The younger boys swore that Frank and Onslow were not with them and I told Inspector Hooper I had nothing to do with it. He said he did not believe me but fortunately the others said I was not with them and I was allowed to go home. All were lined up in front of Mr Kermode who was Commissioner of Police who gave them a thorough dressing down and told them if it happened again or if he heard of any more pidgeon pinching, those caught would get the birch. He said they were all free to catch the town pidgeons in a fair way as long as they were not for killing and eating and this is how it all ended. The pidgeon pinching stopped and for mating purposes we learnt to borrow and lend each other birds.

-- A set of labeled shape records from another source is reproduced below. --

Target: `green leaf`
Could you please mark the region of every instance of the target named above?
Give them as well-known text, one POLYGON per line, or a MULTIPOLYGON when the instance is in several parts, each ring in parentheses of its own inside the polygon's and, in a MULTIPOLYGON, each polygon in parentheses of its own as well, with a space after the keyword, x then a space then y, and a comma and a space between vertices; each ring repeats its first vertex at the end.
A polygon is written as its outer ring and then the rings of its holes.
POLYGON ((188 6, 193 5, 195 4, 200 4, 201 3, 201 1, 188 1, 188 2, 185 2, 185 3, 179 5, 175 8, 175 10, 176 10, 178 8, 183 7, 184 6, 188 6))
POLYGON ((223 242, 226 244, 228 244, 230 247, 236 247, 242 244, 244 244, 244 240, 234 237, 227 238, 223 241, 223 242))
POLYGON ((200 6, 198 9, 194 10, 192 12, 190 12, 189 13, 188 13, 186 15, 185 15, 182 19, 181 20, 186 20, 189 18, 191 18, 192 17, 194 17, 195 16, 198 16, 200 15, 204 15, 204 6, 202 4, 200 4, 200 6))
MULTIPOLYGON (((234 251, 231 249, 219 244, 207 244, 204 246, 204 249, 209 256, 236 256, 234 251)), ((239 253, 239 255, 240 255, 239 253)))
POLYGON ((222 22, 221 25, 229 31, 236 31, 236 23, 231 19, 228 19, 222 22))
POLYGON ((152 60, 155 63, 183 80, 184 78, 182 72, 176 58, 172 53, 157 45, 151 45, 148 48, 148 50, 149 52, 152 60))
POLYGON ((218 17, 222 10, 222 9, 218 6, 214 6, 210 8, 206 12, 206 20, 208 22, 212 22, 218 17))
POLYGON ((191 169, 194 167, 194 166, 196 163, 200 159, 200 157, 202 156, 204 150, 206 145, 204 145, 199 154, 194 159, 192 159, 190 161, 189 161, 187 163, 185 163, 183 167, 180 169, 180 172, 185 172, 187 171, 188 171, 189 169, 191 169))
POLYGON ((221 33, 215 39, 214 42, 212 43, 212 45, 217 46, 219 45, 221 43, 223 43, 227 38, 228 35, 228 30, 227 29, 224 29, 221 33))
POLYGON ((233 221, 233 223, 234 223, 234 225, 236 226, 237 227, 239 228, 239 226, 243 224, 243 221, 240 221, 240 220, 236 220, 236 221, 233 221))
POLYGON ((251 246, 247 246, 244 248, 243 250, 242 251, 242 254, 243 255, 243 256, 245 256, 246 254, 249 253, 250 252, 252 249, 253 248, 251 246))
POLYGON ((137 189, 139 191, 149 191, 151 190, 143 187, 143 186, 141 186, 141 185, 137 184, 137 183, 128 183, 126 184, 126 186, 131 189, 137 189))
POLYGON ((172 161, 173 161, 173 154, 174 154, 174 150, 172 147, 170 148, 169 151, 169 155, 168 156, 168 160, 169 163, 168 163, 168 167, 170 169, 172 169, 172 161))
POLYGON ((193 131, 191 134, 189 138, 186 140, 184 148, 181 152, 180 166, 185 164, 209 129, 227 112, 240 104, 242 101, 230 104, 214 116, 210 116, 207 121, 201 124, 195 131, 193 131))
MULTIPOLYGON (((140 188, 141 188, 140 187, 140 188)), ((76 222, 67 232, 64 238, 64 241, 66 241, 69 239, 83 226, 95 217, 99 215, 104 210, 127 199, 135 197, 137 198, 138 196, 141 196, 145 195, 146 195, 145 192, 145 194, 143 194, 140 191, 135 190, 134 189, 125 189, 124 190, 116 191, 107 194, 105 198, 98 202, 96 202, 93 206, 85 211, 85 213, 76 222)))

Another occasion was my going home in a thunderstorm. I was walking up a one way street beside the Methodist Centenary Church. I knew the storm was close and I was petrified because the thunder came at almost the same time as the flash of lightening. All of a sudden a ball of fire, that is the only way I can describe it, about 6’ in diameter, hit the road some 40’ ahead of me at the same time as a clap of thunder. The ball of fire was brilliant and frightening and I really thought I had seen my last day.
At the beginning of this school section I said Miss Atherton put me off school. She really did and I hated it and many mornings, to avoid going to school, I would climb up the mango tree and my mother would be left below pleading with me to come down. Sometimes she would get one of my older brothers out with a bamboo stick to try and poke me out of the tree and of course I always did as I was afraid of the stick and was off to school with my lunch in my bag, weeping my eyes out. Of course this was only in the early days of school but once I left Miss Atherton’s class I certainly did improve and after Mr Thompson’s class I got into the Headmaster’s class, a Mr de Montauk.
I upset Mr de Montauk on one occasion. I cannot recall now what it was, but he had the habit of saying, “if anyone knows anything about any pupil in this school it is Miss Atherton, how you come along with me young Stinson”, and he took me out onto the veranda and told me to wait and went and got Miss Atherton from her class. He brought her over and said what do you know about this young man? Miss Atherton went to town and said I was undisciplined, no ability to learn and a whole tirade of abuse. Mr de Montauk thanked her and she went back to her class. He put his arm on my shoulder and said she was not very kind was she and I want you to know I do not believe everything she said. Now come back into class and be a good boy. De Montauk became my hero.